AudioRenderer is the accessibility alternative to ImageRenderer. It encodes the challenge's solution as a sequence of sine-wave tones — one per character — and returns a WAV byte-stream. No extra dependencies.

from captchakit import (
    AudioRenderer,
    CaptchaManager,
    MemoryStorage,
    TextChallengeFactory,
)

manager = CaptchaManager(
    factory=TextChallengeFactory(length=5, charset="0123456789"),
    renderer=AudioRenderer(),
    storage=MemoryStorage(),
)
cid, wav_bytes = await manager.issue()

Each character is mapped to a frequency (digits climb a pentatonic scale; lowercase letters span 300–1200 Hz). The result is not intelligible speech — it is a distinctive, bot-unfriendly audio fingerprint that a human with audio can transcribe after one or two listens.

Pairing with image renderer

Best practice for accessibility: expose both renderers and let the user pick.
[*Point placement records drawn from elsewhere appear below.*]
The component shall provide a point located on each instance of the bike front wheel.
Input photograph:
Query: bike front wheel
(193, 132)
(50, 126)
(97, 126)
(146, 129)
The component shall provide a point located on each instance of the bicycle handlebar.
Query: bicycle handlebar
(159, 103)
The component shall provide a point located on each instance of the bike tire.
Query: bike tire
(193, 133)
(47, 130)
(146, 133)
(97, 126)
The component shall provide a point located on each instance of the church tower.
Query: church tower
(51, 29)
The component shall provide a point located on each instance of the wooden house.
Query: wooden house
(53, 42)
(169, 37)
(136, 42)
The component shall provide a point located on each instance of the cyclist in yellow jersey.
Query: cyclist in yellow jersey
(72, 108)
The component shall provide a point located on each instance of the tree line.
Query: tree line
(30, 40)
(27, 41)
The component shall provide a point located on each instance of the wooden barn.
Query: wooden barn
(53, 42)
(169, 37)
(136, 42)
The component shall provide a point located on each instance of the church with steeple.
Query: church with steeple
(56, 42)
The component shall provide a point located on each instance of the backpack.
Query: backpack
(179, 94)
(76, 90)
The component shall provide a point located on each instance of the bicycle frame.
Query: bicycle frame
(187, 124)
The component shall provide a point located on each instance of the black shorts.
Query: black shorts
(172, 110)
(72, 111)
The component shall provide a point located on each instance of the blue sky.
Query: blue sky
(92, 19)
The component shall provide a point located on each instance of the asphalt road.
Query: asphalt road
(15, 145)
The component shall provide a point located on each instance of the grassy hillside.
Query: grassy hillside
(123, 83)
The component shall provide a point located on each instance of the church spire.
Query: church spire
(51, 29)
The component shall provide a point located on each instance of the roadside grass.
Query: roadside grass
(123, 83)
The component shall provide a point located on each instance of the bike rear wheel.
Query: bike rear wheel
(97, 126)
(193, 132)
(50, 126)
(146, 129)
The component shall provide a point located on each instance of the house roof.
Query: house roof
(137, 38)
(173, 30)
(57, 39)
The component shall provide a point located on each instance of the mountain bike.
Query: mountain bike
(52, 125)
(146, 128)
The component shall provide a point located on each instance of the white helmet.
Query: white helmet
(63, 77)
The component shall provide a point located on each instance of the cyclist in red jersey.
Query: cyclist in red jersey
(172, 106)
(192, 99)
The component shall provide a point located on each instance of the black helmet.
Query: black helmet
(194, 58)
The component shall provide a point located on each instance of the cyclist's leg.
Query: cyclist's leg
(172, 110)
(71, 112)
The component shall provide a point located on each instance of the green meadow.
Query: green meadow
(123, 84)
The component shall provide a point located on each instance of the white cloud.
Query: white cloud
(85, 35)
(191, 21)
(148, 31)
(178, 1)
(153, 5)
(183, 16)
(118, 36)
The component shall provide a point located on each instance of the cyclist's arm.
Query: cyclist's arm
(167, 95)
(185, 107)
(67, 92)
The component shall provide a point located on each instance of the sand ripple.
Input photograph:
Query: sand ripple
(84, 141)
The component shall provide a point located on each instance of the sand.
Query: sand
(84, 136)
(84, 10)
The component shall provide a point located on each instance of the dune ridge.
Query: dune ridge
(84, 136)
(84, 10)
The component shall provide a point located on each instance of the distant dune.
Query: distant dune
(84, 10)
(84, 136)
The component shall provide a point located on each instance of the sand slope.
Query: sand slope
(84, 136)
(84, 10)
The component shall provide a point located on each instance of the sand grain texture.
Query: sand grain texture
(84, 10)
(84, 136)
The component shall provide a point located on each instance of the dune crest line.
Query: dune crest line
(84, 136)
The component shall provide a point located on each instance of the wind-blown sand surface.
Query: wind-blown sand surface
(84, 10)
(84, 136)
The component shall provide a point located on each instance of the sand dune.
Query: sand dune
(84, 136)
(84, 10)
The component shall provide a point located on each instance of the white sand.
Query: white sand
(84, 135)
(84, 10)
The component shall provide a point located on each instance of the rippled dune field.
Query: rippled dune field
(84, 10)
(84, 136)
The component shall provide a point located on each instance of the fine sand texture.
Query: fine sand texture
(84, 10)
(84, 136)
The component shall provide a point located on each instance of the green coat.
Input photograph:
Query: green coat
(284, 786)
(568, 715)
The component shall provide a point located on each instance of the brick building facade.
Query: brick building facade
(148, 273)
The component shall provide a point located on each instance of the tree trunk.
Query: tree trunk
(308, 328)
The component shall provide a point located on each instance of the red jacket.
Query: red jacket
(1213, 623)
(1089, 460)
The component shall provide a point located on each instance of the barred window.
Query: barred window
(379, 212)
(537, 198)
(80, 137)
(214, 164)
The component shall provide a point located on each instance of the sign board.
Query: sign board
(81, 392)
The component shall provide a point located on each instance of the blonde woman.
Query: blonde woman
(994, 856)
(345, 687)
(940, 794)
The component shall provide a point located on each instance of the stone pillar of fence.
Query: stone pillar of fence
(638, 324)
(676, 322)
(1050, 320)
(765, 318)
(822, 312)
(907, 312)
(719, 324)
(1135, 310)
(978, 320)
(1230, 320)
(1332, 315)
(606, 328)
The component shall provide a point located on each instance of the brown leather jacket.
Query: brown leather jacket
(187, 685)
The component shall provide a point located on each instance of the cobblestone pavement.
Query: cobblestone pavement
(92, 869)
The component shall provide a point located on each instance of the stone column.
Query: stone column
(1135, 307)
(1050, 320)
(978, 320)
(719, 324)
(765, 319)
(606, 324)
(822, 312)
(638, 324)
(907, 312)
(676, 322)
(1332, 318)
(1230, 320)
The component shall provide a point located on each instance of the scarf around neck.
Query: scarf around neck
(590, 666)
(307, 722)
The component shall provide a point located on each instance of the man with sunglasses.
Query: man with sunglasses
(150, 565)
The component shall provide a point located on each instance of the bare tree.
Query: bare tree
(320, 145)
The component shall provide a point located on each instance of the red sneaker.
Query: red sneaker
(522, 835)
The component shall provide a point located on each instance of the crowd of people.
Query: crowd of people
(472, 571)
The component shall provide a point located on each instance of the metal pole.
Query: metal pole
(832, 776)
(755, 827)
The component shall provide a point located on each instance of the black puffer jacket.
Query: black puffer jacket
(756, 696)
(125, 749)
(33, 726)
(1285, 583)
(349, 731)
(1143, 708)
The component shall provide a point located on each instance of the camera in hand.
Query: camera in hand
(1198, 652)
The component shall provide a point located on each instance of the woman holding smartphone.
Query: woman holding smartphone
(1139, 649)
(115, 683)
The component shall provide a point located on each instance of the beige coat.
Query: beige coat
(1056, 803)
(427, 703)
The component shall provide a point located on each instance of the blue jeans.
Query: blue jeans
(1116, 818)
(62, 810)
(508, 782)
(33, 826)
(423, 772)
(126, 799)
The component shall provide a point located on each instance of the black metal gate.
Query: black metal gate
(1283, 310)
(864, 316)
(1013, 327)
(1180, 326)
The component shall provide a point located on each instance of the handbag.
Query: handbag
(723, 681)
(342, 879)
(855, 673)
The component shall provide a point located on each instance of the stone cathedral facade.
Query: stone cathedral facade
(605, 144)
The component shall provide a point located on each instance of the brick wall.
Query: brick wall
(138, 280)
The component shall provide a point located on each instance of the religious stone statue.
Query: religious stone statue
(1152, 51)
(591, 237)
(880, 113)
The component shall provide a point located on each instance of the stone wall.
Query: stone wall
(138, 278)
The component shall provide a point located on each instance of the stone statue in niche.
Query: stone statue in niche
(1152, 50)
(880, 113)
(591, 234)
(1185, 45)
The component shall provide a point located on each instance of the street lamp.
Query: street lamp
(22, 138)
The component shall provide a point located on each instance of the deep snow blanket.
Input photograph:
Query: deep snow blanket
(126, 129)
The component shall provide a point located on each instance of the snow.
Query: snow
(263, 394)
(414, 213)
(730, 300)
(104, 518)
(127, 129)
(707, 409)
Hold on to the challenge id across the two endpoints:

# single manager, dispatch rendering in the adapter layer
spec = await manager.factory.create()
...
# OR use two managers sharing a Storage

For a quick approach, issue with the image renderer and render a second WAV on demand using the stored Challenge.solution.

Custom tone mapping

from captchakit import AudioRenderer

renderer = AudioRenderer(
    tone_map={"0": 300.0, "1": 400.0, "2": 500.0},
    fallback_freq=220.0,
    tone_ms=500,
    gap_ms=150,
)

Beyond tones: real TTS

If you need a human voice saying the characters, write a small adapter around gTTS, pyttsx3 or a cloud TTS API — anything that implements the Renderer protocol (async def render(challenge) -> bytes + content_type) works. captchakit intentionally keeps TTS out of the core to avoid heavy runtime dependencies.